Les actes de 1748 et de 1786 comportent des ratures, des oublis : Philippe Antoine Fadin avait été omis pour la première présentation, il avait fallu ajouter son nom et accorder tous les verbes pour lesquels Jacques Gibert était seul sujet; l'acte avait été préparé à l'avance comme le montrent les variations dans l'encre, la description des terres fut aussi ajoutée sur place, en plus du nom du second marguillier. La comparaison avec l'acte de 1786 montre qu'il en est la copie presqu'exacte, à part le troisième lot qui passe d'un arpent huit perches à un arpent trois perches (confusion entre 3 et 8?), et certains noms de propriétaires riverains qui ont tout de même évolué en trente huit ans. L'acte de 1786 est encore plus négligé. Il semble avoir été repris, en le surchargeant, d'un acte rédigé l'année précédente, le quatorze octobre 1785 (14 8bre 1785)
Ce jour-là, Charles Picard, marguillier en titre, avait dû se présenter au château et n'y trouver qu'un domestique "il à demandé à un domestique trouvé dans la cour"; il se présenta à nouveau, près de six mois plus tard, en compagnie du notaire Vaudremer, de deux témoins, Laurent Hardouin, greffier et Claude Ménétrier, procureur, ainsi que dudit Bony.
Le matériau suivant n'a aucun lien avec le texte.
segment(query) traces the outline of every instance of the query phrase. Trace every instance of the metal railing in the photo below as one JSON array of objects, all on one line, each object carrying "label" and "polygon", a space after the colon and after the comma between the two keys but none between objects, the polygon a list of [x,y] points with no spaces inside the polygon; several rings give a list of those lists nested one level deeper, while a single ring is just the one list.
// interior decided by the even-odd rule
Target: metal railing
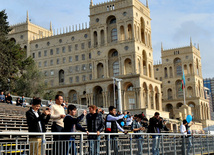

Ce jour là, l'acte aboutit, et fut signé par toutes les parties sauf le marguillier et François René Bony qui, comme leurs prédécesseurs, ont "déclaré ne sçavoir écrire ny signer de ce interpellés". Fait plus qu'inhabituel, les sommes à percevoir n'étaient pas indiquées; des blancs avaient été prévus dans le document préparé à l'avance, ils n'ont pas été complétés, mais rayés, surchargés par une mention très floue de droit suivant la coutume : "être contraint au payement du droit d'indemnité suivant la coutume, promettant aussy ledit Picard audit nom de payer audit seigneur des Moyeux ou au porteur (rayé: la somme de ..) le droit et indemnité à luy dû à cause du décès dudit Mizel, comme aussy de luy payer (rayé: la somme de ...) les années et arréages de cens aussi à lui dûs jusque au jour Saint Rémy dernier" On est bien loin
de l'acte sans ratures et parfaitement calligraphié concernant l'homme
de Beauce (que l'on m'excuse d'y faire si souvent références,
mais les publications et les documents sur les hommes vivants et mourants
sont fort rares sur Internet.)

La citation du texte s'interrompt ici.